Mersfeld began hard and steady practice, and, whether it was that the rest had done him good, or whether he had improved did not develop, but there was a more hopeful look on the faces of the captain and coach.

“We may do Sandrim yet,” said Graydon, “and if Bill can get his glasses in time for the Tuckerton game we may pull out ahead.”

“I hope so, but it’s going to be a hard row to hoe.”

Bill and his brothers and friends made strenuous efforts in the little while that remained to get the glasses in time, but there was a delay, the lenses were not ready, and when the day of the final game with Sandrim arrived Mersfeld was in the box.

Bill sat on the bench, bitterness in his heart, his fingers fairly aching to get hold of the ball.

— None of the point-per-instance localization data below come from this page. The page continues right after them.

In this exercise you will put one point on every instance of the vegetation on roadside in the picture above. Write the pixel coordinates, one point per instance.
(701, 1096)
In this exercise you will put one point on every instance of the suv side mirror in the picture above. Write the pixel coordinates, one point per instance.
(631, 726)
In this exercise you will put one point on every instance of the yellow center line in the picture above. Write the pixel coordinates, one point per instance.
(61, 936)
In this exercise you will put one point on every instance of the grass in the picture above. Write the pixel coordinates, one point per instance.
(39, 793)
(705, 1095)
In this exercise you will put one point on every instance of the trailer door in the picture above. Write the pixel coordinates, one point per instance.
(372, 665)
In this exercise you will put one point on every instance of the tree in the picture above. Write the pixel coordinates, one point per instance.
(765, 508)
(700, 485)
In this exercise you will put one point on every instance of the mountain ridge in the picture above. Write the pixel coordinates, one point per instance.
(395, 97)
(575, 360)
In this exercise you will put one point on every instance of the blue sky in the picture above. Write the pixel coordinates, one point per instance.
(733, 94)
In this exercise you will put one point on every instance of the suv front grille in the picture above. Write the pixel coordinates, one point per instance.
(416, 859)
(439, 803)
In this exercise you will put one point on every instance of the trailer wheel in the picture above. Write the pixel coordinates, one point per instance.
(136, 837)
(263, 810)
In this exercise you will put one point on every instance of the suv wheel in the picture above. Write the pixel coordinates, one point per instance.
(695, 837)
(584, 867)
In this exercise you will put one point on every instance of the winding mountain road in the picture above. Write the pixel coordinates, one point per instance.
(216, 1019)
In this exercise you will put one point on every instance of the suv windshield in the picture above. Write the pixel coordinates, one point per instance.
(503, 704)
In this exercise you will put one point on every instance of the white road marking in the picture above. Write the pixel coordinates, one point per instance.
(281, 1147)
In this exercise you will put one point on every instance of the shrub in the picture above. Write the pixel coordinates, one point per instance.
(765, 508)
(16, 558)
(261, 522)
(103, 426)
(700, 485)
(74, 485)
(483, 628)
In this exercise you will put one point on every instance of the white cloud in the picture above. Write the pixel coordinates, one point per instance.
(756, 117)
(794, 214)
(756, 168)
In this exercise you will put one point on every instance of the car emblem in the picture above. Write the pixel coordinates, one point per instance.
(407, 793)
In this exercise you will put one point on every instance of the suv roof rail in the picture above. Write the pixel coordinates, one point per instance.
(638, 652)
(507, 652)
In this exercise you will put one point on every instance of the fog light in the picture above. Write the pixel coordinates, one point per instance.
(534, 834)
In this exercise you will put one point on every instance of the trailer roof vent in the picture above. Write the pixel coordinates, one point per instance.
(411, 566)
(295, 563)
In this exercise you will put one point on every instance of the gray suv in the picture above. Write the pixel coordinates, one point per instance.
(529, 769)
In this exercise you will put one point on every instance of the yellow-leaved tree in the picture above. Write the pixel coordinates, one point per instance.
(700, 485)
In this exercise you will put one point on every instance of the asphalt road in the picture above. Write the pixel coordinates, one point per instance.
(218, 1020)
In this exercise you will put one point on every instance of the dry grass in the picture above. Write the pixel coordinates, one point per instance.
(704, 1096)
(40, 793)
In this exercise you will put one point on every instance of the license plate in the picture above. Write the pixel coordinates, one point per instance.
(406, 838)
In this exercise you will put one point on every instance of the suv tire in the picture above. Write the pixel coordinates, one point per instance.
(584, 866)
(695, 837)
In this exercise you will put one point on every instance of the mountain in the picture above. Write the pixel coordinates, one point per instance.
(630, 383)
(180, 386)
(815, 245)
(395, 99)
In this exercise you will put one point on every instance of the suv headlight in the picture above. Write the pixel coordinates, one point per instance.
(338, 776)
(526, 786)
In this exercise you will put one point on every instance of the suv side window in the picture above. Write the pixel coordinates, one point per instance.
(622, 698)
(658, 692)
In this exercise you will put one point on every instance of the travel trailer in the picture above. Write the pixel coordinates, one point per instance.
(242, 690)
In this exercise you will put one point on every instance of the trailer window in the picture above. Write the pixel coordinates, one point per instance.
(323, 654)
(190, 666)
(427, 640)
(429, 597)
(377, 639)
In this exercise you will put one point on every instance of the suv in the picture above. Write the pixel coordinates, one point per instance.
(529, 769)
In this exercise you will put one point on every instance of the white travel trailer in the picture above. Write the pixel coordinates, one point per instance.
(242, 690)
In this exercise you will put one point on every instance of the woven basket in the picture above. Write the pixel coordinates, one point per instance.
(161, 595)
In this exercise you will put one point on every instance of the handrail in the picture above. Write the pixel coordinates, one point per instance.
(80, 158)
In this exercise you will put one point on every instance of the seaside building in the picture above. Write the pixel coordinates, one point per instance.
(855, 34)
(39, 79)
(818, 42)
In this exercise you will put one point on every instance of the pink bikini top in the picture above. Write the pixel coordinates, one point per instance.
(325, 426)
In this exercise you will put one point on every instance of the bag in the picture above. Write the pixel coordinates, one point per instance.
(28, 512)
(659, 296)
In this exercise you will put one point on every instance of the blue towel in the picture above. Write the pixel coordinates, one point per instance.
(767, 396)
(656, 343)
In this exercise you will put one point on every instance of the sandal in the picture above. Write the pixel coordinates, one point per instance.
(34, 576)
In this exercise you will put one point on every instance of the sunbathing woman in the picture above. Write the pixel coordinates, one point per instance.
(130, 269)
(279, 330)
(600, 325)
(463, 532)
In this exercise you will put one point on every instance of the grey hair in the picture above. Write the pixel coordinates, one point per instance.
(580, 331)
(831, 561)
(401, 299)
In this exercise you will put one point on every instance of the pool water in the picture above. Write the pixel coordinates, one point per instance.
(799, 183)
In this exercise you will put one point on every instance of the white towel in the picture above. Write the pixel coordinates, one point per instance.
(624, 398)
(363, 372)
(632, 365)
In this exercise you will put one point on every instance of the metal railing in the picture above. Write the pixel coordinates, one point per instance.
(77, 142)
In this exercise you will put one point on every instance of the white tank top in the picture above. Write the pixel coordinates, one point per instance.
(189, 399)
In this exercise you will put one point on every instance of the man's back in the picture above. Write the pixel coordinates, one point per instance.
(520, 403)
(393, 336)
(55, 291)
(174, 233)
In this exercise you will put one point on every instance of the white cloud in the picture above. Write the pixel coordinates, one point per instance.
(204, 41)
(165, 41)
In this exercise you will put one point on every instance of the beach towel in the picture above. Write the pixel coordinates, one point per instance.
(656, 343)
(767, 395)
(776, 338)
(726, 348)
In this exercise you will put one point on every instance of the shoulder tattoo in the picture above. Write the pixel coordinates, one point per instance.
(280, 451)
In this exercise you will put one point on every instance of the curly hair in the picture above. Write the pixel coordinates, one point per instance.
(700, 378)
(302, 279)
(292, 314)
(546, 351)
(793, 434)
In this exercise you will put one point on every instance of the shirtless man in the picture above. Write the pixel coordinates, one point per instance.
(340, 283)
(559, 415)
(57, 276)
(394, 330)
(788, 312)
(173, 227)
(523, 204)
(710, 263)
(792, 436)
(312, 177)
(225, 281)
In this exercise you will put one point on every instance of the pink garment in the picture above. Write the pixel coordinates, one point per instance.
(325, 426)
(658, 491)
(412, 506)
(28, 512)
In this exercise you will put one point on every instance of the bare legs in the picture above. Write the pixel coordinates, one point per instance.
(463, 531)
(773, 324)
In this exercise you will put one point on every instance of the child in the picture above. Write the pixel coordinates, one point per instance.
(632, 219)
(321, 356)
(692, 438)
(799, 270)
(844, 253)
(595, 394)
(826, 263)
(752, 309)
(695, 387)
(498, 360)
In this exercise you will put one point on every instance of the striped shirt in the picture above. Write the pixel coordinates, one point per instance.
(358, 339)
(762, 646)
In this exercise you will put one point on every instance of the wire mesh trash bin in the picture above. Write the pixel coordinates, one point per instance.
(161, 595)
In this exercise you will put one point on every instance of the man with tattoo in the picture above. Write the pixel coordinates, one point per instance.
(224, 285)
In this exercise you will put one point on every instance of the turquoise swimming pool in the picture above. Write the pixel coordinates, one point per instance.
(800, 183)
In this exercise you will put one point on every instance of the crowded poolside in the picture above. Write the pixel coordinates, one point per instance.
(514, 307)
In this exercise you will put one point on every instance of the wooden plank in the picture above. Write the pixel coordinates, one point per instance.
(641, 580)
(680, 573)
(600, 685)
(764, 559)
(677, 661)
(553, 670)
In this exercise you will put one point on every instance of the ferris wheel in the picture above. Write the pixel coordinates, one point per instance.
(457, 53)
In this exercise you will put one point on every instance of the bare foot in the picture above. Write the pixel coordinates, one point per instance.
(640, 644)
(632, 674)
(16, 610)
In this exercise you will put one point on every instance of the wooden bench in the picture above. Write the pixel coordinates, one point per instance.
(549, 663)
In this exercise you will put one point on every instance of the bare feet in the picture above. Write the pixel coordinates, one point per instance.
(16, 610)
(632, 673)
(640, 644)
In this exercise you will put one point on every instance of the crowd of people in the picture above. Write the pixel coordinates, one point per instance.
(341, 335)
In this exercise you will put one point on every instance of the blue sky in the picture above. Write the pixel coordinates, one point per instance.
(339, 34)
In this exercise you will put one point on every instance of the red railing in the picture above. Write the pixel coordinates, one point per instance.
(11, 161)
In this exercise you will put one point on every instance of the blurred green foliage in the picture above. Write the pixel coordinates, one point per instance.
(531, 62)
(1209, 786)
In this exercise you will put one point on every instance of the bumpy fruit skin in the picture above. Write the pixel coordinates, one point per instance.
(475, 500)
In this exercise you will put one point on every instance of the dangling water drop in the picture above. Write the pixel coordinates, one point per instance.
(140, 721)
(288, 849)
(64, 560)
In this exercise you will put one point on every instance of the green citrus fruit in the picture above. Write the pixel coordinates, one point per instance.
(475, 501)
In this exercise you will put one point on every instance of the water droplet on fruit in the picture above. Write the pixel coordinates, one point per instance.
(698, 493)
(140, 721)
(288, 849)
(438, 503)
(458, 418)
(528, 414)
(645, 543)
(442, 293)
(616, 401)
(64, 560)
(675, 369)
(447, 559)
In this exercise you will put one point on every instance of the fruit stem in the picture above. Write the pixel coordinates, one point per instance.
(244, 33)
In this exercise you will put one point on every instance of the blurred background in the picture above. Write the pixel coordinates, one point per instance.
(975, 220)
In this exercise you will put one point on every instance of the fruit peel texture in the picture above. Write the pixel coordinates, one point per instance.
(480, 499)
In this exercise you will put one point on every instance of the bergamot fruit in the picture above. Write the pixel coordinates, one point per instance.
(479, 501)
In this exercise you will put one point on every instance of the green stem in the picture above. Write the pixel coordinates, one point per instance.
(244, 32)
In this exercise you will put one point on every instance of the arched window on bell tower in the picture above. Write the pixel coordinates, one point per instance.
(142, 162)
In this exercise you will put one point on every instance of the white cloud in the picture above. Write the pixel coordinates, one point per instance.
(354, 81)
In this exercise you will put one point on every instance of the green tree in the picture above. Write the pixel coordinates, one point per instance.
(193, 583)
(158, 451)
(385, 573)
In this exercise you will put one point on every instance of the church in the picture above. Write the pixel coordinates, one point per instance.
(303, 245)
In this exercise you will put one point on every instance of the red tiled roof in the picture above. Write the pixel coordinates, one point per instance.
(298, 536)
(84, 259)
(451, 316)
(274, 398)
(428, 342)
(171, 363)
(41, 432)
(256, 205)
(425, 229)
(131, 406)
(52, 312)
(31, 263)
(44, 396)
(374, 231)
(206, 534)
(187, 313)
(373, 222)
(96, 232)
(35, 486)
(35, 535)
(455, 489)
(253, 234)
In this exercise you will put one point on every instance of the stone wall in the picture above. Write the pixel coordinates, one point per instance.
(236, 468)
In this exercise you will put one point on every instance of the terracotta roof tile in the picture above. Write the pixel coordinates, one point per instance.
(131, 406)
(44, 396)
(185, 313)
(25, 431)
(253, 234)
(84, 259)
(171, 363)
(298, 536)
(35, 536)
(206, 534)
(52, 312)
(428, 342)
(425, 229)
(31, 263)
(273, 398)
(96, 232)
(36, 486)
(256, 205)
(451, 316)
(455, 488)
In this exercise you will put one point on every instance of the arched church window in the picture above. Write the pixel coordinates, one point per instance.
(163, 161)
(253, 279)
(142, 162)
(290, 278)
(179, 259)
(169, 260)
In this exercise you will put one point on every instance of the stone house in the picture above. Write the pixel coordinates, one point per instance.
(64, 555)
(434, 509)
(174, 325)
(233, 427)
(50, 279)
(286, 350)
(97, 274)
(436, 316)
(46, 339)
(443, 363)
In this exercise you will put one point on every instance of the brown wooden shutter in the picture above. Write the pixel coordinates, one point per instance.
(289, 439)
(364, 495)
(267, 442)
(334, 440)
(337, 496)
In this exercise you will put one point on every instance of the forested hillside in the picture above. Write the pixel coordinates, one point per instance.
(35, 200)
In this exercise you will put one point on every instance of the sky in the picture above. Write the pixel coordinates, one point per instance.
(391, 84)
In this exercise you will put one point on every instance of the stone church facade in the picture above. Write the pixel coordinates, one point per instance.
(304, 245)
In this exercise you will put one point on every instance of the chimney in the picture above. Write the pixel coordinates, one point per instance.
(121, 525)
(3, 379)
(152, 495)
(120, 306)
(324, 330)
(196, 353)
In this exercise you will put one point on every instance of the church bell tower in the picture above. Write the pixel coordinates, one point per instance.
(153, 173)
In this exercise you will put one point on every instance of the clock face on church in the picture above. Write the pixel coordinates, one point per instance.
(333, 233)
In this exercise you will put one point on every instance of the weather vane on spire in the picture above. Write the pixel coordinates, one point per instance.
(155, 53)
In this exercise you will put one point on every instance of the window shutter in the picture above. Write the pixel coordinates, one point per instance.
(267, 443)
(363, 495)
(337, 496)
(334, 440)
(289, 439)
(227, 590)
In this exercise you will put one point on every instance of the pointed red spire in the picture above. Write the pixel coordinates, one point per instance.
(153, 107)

But he knew that his eyes were practically useless.

It was a hard game, and Westfield won it only by the hardest kind of work, and the narrow margin of one run. It was due more to the support Mersfeld got than to hispitching that he pulled the contest out of the fire, and at one time, when Sandrim had three men on bases, and none out it looked like a walk-over for them.

But Cap, who was behind the bat, and Pete, at short, were towers of strength, and once more the Smith boys, even though the trio was broken, demonstrated their worth.

“Now, if we can take Tuckerton’s scalp we’ll be all right,” remarked the coach to the captain, as they strolled off the diamond after the game.

“Yes, but we need Bill. Oh, if his eyes would only get right again!”

“Yes, or if he can only get his glasses in time.”

It was three days later before the oculist had the special lenses, and Bill tried them hopefully. At first they seemed to be all right, but after he had pitched a few balls Cap called to him:

“Get ’em over a little better, Bill. That last one was quite a ways out.”

“What’s the matter? Why it went right over the plate!”

Pete who was behind Cap, watching his brother’s curves started, and the oldest Smith lad shook his head. Then Bill knew that the glasses were not the same.

“I guess it’s all up,” he said despondently. “I’m out of it.”

“No!” cried Cap. “We’ll help you!”

“What can you do?” Bill wanted to know. “There’s no use having this oculist try it again.”

“No, but we’ll find Professor Clatter and Tithonus Somnus and get him to make a right pair of glasses. That’s our last chance!”

“And a mighty slim one, too!” murmured Bill, “with the final game only a few days off!”